Reimers AM, Ponce de Leon A, Laflamme L. BMC Public Health 2008; 8(1): 131.

Affiliation

Karolinska Institutet, Dept of Public Health Sciences, Divisions of Social Medicine and International Health; Institute of Social Medicine, University of Rio de Janeiro State (anne-mari.reimers@sll.se)

Copyright

(Copyright © 2008, Holtzbrinck Springer Nature Publishing Group - BMC)

DOI

10.1186/1471-2458-8-131

PMID

18430258

PMCID

PMC2377258

Abstract

BACKGROUND: Area-based studies of childhood injuries strongly suggest that neighborhood socio-demographic and economic circumstances impact on various - though not all - types of injuries. The primary aim of this study was to investigate the stability over time of the association between area characteristics and childhood injuries of various causes. METHOD: Register-based and ecological, the study encompassed Stockholm County's 138 parishes, and considered two time periods (1993-95; 2003-05). Two indices were measured: economic deprivation and social fragmentation, and parishes were allocated to their respective quintile on each index. Data on both unintentional and intentional injuries for children (boys and girls) aged 10-14 and 15-19 respectively were gathered from the County Council's hospital inpatient register. For each period and index, gender, age and cause-specific comparisons were made to assess the rate ratios (with 95% confidence intervals) of being injured using parishes belonging to the best index level as a comparison group. A series of simple and partial Pearson correlations were also calculated to assess the independent contribution of each index. RESULTS: Regardless of time period, there were rather few significant rate ratios and, when they occurred, there were both under and excess risks.
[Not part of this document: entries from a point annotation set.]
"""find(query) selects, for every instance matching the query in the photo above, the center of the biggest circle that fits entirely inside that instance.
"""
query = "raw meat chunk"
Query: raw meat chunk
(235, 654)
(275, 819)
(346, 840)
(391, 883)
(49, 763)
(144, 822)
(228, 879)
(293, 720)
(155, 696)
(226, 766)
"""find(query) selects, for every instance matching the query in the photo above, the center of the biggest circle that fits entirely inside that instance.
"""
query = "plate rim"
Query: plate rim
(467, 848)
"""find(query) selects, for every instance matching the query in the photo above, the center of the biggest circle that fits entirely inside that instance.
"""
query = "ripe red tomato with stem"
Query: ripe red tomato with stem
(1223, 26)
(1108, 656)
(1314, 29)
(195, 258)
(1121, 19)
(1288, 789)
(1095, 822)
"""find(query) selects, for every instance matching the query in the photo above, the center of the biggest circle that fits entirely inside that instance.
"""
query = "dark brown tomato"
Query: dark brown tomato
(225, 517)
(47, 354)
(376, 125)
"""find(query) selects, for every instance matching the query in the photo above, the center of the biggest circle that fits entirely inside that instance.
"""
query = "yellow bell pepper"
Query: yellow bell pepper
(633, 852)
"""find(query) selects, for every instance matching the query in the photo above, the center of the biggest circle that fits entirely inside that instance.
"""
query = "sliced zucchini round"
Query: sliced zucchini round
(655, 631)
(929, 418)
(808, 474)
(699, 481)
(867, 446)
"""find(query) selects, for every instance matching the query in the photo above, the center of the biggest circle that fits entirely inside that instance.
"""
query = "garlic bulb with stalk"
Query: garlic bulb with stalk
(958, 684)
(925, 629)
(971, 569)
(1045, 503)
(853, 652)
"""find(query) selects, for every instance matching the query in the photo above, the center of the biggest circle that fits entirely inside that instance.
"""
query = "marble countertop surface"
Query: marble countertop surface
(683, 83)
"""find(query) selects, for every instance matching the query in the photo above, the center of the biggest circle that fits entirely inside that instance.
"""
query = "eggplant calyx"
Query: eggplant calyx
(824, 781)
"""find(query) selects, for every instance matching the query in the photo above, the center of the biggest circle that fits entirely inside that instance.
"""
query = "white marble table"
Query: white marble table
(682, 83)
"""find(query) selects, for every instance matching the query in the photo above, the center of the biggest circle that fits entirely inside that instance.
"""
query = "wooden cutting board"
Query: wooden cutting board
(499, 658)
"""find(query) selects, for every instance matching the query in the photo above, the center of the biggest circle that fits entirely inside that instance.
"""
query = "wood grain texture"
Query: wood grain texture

For instance, in each period, boys from both age groups living in parishes with the highest levels of economic deprivation had lower rate of injury as a motor vehicle rider. Most strikingly, intentional injuries were more frequent during the second time period and in considerable excess among girls aged 15-19 from more economically deprived areas. Also, during that last period, none of the injury causes correlated significantly with the index of social fragmentation after adjustment for economic deprivation (partial correlation). CONCLUSIONS: Over a ten-year period, differential economic deprivation among parishes has widened more than social fragmentation in Stockholm County. The correlation between those indices is high in both periods of time whilst the association between the levels of each index and injury rates varies depending on group of injuries or time period considered. It is of concern that intentional injuries have increased numerically and are significantly and positively correlated with economic deprivation (net of social fragmentation), in particular among girls.